Why the IFA

The problem with a great deal of the infrastructure-related investment required on the continent is that nations find it increasingly difficult to attract financing for the initial development of what they have determined to be critical, economic-growth dependant infrastructure (e.g. the first four business-linked 50 MW solar parks, which need to be developed before institutions are prepared to finance the next 100 of such parks).

National infrastructure strategies therefore all-too-often find themselves stuck within the so-called ‘missing middle’.

The Missing Middle

There are many interpretations of what we mean when we say “the missing middle”. The IFA believes that when it comes to infrastructure investment, the missing middle sits between development finance infrastructure ‘pilots’ on the one hand (often financed through special DFI/donor funds in the public sector), and the large billion dollar infrastructure developments on the other, which would be financed by multinational infrastructure investors, major finance houses and strategic donor agencies (e.g. the World Bank).

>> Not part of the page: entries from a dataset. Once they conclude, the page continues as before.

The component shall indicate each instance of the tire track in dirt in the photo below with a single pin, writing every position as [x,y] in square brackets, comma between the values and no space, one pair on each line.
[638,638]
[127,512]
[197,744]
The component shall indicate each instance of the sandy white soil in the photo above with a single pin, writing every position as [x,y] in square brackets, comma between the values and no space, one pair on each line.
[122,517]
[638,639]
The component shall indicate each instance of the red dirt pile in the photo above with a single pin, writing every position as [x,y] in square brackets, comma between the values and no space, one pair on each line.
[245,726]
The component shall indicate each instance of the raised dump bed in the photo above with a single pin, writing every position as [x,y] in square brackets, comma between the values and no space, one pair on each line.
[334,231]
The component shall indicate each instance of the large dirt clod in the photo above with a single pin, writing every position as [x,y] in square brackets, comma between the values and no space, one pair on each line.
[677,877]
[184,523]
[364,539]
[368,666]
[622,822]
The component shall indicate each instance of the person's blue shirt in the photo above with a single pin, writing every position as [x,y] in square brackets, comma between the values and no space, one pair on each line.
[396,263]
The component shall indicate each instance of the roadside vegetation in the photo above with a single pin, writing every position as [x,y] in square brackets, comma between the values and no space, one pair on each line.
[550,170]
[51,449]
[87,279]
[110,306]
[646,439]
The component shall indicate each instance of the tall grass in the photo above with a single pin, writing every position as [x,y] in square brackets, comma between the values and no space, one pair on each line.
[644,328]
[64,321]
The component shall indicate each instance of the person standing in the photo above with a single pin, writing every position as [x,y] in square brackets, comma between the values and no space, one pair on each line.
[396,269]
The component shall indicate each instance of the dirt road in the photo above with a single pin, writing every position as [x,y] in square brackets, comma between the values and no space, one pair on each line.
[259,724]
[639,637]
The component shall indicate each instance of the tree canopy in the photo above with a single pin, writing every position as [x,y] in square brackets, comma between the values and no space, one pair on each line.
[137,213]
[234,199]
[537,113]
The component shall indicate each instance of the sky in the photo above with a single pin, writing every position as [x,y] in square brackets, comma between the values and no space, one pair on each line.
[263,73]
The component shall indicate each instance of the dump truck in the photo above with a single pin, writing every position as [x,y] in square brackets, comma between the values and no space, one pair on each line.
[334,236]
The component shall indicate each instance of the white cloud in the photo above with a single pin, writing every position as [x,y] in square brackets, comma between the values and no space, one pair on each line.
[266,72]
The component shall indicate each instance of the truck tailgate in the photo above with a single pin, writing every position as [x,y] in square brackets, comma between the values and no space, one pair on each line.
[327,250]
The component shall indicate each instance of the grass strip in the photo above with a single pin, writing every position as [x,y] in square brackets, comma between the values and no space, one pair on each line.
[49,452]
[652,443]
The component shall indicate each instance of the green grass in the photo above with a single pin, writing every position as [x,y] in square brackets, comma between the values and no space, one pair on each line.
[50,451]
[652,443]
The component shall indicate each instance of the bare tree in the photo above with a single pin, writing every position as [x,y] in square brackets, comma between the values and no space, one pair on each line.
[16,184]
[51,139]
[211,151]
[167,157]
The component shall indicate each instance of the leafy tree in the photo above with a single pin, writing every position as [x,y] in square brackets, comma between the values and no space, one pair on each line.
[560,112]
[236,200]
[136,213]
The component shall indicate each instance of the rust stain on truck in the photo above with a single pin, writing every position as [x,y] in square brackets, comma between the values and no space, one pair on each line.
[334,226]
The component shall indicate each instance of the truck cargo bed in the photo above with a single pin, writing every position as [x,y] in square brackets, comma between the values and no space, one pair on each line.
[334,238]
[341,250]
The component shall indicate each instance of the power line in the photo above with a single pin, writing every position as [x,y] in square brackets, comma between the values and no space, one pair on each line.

The missing middle of infrastructure investment is currently unsupported by financial institutions and as a result is stifling the economic growth of Africa.  It is precisely this infrastructure investment deficit which the IFA is attempting to fill.

The African Infrastructure Investment Deficit

The World Bank has estimated the African continent needs to spend $93 billion per year to bridge its infrastructure gap, with 44% of that in the energy sector (it estimated that  around 650m people – more than half the continent’s population – still lack access to electricity.)

Others have estimated that the overall deficit may be as high as US$130 – 170 billion per annum.

Africa 50, an infrastructure interest platform backed by the AFDB estimates overall infrastructure funding needs in Africa amounts to US$ 1,2 Trillion for the period between 2017 & 2025.

However, this is estimated to have been only 5% of the continent’s actual infrastructure investment needs during that time.

A study by Moody’s Investor Service indicated that the average default rates on project finance bank loans is lower in Africa than both Latin America and South East Asia – however those regions always seem to be able to attract more investment.  Reducing the perceived risk and increasing the ‘investment attractiveness’ of any given potential project in Africa, is therefore essential.

It is the IFA’s belief that by focusing on productive private enterprise-linked projects, we will provide a more stable source of payback for any infrastructure providers.  Our methodology seeks to validate project proposals, then identify and deliver the intermediate financings from which track record can be developed.  This data can then reduce the perceived risks to unlock more strategic public and private finance.